Mendengar jawaban itu Mendiknas menegaskan, sekolah perlu dibantu karena
menerima beban luar biasa, bukan hanya mendidik, melainkan berkewajiban
mengubah perilaku sosial siswa yang berat.
Tawuran pelajar SMP dan SMK di berbagai tempat jelas dilakukan
oleh anak-anak remaja yang umurnya 14 tahun hingga 17 tahun. Dalam Islam,
seseorang dinyatakan telah laik dituntut hukuman bila ia telah baligh, ditandai dengan menstruasi pertama pada wanita dan mimpi basah pertama pada
pria. Melihat usia para pelaku tawuran pelajar, tampaknya bisa diperkirakan
bahwa mereka telah memasuki usia baligh dan bisa disebut sebagai seorang mukalaf yang sudah bisa dimintai
pertanggungjawaban pidana.
Oleh sebab itu, pihak berwajib seharusnya tidak perlu ragu untuk
menindak tegas para pelaku tawuran pelajar agar bisa menimbulkan efek jera bagi
yang lain. Sebab, jika tetap dibiarkan dan diperlakukan berbeda dengan orang
dewasa, padahal mereka juga telah dewasa, dipastikan tidak akan membuat kapok
pelajar lain dalam melakukan aksi tawurannya, bahkan dalam menikam temannya
sendiri. Memang, biasanya yang diserang pasti dari sekolah lain, tetapi mereka
lupa bahwa sebetulnya pihak lawan adalah saudara seperjuangan, bahkan bisa jadi
seagama.
Dalam konteks Islam, mereka sedang lupa bahwa sesama Muslim adalah
bersaudara laiknya saudara kandung. Mereka mestinya harus saling melindungi,
menjaga, dan menyayangi.
Mereka perlu diingatkan bahwa jika seorang Muslim berperang lalu
salah seorangnya tewas akibat tusukan benda tajam lawannya, baik yang menusuk
maupun yang tertusuk, keduanya dipastikan masuk neraka. Sungguh, perlu
sosialisasi ajaran agama Islam secara baik kepada anak-anak didik kita. Titip
sebuah nasihat bagi yang merasa puas seusai membunuh.

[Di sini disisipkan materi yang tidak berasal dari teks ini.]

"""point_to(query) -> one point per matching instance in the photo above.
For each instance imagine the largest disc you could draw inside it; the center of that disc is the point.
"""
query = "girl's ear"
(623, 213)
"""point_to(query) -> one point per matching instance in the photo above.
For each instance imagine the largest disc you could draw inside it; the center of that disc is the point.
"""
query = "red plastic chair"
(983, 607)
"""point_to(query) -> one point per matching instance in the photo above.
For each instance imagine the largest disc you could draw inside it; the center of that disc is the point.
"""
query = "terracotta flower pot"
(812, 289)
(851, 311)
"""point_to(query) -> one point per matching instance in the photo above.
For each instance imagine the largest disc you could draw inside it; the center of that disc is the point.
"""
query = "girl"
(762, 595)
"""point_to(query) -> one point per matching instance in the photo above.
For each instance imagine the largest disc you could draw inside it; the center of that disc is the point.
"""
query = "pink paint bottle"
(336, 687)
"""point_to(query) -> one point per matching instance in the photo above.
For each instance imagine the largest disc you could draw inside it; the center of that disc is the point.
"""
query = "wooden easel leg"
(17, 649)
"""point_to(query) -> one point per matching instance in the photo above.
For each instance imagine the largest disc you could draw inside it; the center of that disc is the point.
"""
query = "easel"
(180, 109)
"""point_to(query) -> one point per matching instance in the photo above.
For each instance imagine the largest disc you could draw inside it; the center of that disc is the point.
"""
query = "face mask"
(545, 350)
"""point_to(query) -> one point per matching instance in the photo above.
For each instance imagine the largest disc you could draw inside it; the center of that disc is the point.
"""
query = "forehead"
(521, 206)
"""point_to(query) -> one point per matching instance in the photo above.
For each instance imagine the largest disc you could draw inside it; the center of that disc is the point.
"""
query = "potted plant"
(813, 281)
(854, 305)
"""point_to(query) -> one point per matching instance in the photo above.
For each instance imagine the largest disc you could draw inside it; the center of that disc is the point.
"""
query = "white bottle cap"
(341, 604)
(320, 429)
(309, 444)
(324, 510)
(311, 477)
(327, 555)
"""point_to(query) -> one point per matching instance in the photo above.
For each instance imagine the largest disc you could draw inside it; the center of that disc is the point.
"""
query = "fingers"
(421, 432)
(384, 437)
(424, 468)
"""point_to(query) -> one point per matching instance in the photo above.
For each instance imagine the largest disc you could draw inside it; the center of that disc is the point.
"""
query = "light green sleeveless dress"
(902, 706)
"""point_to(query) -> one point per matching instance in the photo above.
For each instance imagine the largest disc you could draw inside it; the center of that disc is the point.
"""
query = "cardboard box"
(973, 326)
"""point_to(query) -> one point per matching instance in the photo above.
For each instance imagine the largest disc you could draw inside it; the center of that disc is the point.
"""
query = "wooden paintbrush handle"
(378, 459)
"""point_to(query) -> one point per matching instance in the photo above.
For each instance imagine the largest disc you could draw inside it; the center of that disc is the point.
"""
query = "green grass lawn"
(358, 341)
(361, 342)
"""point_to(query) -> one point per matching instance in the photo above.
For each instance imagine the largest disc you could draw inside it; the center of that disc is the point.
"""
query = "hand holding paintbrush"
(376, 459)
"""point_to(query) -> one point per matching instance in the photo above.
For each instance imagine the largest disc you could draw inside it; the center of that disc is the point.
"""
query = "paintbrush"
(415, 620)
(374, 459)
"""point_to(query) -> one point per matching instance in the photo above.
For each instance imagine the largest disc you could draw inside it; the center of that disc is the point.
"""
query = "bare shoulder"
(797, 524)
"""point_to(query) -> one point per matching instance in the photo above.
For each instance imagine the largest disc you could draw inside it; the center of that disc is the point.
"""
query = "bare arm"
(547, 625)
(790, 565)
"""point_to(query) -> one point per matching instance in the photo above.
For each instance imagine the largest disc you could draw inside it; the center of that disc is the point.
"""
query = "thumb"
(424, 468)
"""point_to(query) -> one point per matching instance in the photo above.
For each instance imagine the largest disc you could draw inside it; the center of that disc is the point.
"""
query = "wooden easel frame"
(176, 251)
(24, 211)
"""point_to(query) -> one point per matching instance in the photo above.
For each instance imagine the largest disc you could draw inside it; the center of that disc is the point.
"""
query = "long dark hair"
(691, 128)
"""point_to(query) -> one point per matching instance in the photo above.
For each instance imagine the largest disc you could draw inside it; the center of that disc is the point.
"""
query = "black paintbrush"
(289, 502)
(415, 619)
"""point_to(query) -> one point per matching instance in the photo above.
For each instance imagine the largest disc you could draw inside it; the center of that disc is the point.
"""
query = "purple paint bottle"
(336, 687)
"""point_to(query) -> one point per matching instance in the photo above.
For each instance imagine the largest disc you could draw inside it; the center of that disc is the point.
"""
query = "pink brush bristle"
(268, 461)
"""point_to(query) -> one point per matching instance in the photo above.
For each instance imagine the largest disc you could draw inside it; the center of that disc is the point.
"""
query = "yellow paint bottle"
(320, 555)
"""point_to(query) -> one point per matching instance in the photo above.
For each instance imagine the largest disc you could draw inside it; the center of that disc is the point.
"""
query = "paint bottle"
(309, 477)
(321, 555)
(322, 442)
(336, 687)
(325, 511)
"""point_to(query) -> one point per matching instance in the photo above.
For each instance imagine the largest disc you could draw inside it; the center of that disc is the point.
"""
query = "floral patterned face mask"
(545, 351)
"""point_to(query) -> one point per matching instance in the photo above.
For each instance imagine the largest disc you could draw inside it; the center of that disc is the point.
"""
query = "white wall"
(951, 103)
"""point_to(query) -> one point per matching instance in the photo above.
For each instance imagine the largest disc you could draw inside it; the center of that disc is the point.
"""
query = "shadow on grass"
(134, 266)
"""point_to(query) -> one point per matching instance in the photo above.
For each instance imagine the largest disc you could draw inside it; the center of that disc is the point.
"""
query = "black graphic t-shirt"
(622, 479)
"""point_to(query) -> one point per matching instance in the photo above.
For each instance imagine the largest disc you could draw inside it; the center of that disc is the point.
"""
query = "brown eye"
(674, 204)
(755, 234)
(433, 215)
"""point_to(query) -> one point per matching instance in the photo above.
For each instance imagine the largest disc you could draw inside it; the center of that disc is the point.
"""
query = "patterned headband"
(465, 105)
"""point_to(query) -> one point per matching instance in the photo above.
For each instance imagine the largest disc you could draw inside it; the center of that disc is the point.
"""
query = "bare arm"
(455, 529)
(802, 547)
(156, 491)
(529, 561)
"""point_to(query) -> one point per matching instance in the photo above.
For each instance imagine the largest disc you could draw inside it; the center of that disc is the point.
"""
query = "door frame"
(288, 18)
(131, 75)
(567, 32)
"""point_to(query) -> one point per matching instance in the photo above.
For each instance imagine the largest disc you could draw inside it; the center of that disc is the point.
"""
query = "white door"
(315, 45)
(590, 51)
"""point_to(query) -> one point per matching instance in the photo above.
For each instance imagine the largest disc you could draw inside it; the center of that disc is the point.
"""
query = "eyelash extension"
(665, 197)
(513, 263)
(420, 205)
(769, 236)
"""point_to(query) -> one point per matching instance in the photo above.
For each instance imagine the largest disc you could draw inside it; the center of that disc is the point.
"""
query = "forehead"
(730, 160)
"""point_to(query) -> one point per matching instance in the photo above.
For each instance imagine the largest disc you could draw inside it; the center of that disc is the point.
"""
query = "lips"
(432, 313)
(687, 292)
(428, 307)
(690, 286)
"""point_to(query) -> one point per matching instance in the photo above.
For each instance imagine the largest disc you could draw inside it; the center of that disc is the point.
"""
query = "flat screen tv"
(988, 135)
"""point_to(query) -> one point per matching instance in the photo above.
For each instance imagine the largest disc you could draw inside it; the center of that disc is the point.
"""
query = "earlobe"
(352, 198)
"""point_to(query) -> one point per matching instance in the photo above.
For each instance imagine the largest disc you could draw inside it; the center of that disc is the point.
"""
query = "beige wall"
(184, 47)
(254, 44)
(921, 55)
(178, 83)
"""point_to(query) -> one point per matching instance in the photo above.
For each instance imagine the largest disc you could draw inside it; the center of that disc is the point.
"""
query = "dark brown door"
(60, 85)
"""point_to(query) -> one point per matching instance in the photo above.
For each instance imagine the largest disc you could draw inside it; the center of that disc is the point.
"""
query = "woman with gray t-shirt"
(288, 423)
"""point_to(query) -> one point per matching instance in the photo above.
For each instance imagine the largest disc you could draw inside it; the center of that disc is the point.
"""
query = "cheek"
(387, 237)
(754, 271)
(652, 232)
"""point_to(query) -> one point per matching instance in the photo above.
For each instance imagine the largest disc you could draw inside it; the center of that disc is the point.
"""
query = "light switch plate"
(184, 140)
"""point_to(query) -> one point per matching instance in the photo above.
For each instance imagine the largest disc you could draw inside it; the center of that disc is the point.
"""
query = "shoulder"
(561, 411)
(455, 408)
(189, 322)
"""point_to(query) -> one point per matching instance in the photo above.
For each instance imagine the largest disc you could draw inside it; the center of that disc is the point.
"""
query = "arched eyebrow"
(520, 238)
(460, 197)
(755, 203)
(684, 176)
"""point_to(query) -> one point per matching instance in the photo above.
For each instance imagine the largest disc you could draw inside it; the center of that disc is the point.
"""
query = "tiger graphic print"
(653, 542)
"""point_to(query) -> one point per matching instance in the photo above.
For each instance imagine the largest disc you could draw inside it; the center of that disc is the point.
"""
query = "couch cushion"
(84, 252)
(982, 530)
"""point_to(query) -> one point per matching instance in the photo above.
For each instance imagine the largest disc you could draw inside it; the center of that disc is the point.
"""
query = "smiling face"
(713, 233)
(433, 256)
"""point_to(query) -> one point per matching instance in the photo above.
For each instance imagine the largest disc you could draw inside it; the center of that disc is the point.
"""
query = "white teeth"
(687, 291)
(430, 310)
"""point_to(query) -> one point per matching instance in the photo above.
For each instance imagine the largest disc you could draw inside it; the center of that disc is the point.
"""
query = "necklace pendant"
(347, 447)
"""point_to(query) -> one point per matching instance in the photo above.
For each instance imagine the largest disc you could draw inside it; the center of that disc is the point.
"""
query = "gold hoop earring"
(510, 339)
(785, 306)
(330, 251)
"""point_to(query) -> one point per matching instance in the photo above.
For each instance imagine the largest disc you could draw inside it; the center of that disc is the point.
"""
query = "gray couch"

Pembunuh saudara kandung pertama di dunia ini pun sangat menyesal
dengan perbuatannya. QS 5 : 30-31 mengungkapkan, Qabil, putra Adam AS, sangat
menyesal setelah menghabisi saudara kandungnya Habil hingga ia gendong
berhari-hari karena bingung dan menyesal atas tindakan brutalnya.
Sampai akhirnya, Allah menyuruh seekor burung gagak menggali-gali
di bumi untuk memperlihatkan kepadanya (Qabil) bagaimana seharusnya menguburkan
mayat saudaranya.
Saat itu Qabil berkata, “Aduhai, celaka Aku. Mengapa aku tidak mampu
berbuat seperti burung gagak ini, lalu aku dapat menguburkan mayat saudaraku
ini?” Karena itu, jadilah dia seorang di antara orang-orang yang menyesal.
Mengaku puas setelah membunuh pelajar lain, padahal yang
bertanya adalah seorang Mendiknas, sungguh sebagai sebuah penyakit psikologi
aneh yang perlu dikaji oleh para psikolog walau pada akhirnya juga ada kalimat
penyesalan.
Tetapi, perasaan puas kemudian menyesal ini jelas tidak lazim. Sebab, pelaku
bukan sekadar menganiaya, melainkan membunuh.
Perlu diingat nasihat Nabi SAW dalam khotbah wukuf haji wada. Beliau berpesan, “Darah, kehormatan, serta harta
kalian haram untuk saling diganggu, persis seperti haramnya tempat ini, sama
dengan haramnya hari ini, dan haramnya bulan ini.” Demikian yang beliau tegaskan
dalam khotbah yang tidak pernah terulang lagi itu.
Para pelajar perlu ingat posisinya sebagai generasi penerus
bangsa. Merekalah yang akan mewarnai kehidupan bangsa pada masa mendatang.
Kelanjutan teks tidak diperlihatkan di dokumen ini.